08 June 2004

ADVANCES IN CANCER TREATMENT
Optimism In The Cancer Wars


European Yew


At the ongoing 2004 annual meeting of the American Society of Clinical Oncology in New Orleans, Louisiana, comes great news about the fight against what used to be a frustrating battle against cancer.

One of the most difficult types of cancer is brain cancer. Glioblastoma multiforme (GBM) is the most common and most malignant of the brain cancers. In the meeting, results of a multi-institutional clinical trial showed that treating patients with radiation and chemotherapy improves both progression-free survival and overall survival in GBM. This is remarkable because this is the first time that chemotherapy was shown to be effective in brain cancer treatment.

For breast cancer, a study showed that Evista, known generically as Raloxifene, lowered the risk of breast cancer by 72% among postmenopausal women with osteoporosis who took it for four years.

Two other new studies presented showed that for prostate cancers that are resistant to hormone therapy (hormone therapy is a primary treatment for prostate cancer), Docetaxel was shown to extend survival and aid in pain relief. Docetaxel, marketed as Taxotere by Aventis, comes from the plant called European Yew which is pictured above. It seems our insurmountable ailments can be relieved using indigenous plants found in our planet, after all. Well, this has been going on since the time of Fleming.

For seminoma, which is a type of slow-growing testicular cancer, results of a new European study show that one course of chemotherapy treatment with carboplatin (Paraplatin) is as effective as radiation therapy. It is also associated with a lower risk of a second cancer in the near term. In men who are at risk for developing cancer in the remaining testicle, this research suggests that the use of chemotherapy may allow doctors to preserve the remaining testicle.

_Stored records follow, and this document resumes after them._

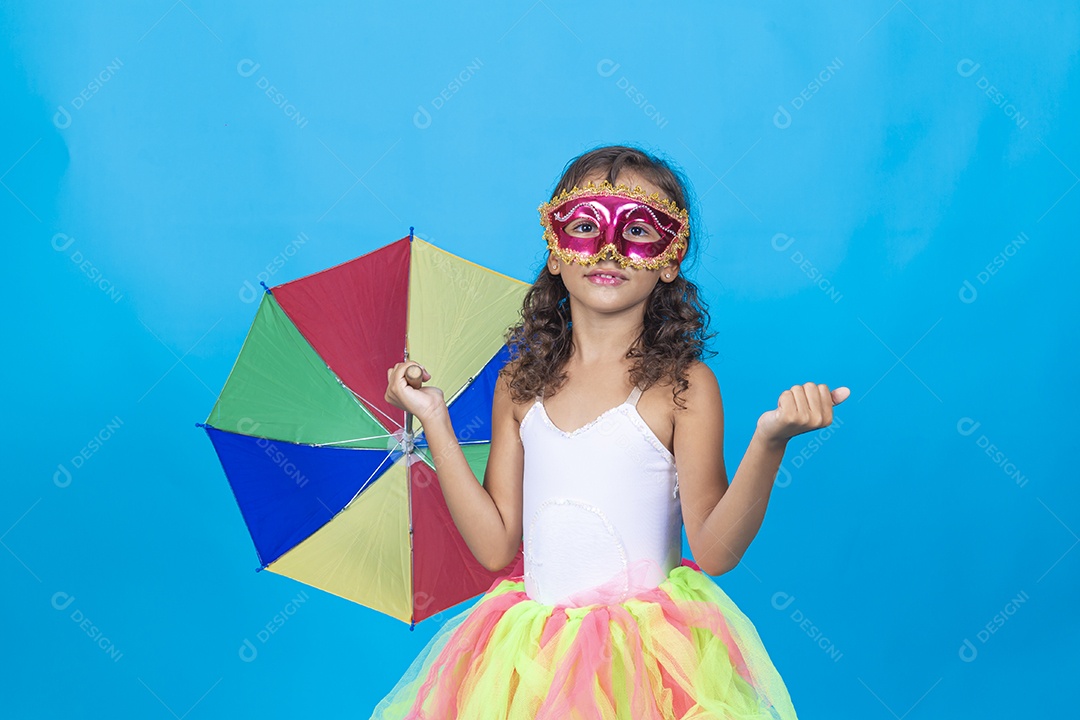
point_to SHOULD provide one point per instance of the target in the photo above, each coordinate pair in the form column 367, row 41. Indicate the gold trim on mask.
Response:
column 608, row 250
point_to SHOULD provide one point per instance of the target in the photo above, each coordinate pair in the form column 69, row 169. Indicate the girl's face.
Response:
column 605, row 285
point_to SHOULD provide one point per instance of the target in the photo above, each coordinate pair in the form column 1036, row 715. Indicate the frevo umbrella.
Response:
column 337, row 489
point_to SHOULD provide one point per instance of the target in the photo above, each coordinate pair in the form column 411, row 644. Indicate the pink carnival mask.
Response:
column 585, row 225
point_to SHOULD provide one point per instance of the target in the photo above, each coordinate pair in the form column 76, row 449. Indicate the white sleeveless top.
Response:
column 601, row 511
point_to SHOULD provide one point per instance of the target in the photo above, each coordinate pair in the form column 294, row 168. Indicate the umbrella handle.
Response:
column 414, row 375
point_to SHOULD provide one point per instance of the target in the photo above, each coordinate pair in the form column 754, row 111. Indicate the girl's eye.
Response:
column 643, row 232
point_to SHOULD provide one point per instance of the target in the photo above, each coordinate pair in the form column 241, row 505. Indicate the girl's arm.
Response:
column 488, row 516
column 720, row 520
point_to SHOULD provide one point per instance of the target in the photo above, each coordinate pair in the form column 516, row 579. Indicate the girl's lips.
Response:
column 605, row 280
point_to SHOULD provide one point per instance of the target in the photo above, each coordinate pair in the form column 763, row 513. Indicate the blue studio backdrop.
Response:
column 887, row 194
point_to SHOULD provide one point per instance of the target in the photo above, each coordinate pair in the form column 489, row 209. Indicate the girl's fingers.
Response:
column 825, row 396
column 801, row 407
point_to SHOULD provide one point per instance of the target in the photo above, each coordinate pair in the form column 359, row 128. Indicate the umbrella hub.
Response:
column 402, row 440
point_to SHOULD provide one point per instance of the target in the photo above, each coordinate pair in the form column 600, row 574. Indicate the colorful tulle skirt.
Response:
column 679, row 650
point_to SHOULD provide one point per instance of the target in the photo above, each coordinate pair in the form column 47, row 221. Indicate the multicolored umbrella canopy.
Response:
column 334, row 492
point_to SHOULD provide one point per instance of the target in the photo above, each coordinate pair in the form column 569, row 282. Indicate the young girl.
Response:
column 607, row 439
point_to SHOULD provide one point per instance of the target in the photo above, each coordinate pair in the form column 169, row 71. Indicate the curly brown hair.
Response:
column 674, row 331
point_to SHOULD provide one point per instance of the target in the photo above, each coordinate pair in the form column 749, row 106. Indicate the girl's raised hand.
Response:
column 420, row 402
column 799, row 410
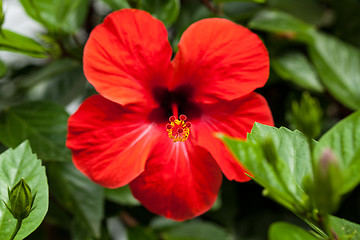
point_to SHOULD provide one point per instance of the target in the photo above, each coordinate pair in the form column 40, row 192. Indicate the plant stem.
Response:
column 16, row 230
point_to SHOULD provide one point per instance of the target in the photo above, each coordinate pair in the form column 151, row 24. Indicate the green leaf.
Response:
column 345, row 230
column 78, row 194
column 116, row 229
column 295, row 67
column 196, row 230
column 58, row 15
column 283, row 176
column 16, row 164
column 255, row 1
column 43, row 123
column 3, row 69
column 338, row 66
column 122, row 196
column 140, row 233
column 60, row 81
column 13, row 42
column 282, row 23
column 166, row 11
column 117, row 4
column 344, row 140
column 287, row 231
column 310, row 11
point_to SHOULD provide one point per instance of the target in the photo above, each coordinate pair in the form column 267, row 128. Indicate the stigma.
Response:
column 178, row 129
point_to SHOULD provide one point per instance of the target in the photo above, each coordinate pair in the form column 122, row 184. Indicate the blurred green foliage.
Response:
column 313, row 47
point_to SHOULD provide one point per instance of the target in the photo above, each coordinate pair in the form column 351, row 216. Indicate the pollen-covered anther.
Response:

Lastly, the June 3rd issue of the New England Journal of Medicine featured a positive report regarding the treatment for colorectal cancer. It featured the MOSAIC study (Multicenter International Study of Oxaliplatin/5-Fluorouracil/Leucovorin in the Adjuvant Treatment of Colon Cancer), and another study which showed a combined chemotherapeutic cocktail (adding Bevacizumab to irinotecan-fluorouracil-leucovorin, known as IFL) designed to improve survival in cases of metastatic colorectal cancer.

WIth these new pharmocologic advances, a glimmer of hope can finally be seen, and someday, we might be able to manage cancer treatment the same way we now handle high blood pressure or high blood sugar. We certainly can't boast (yet) of beating cancer, but at least we are now within (finally! whew!) striking distance of giving it a good fight.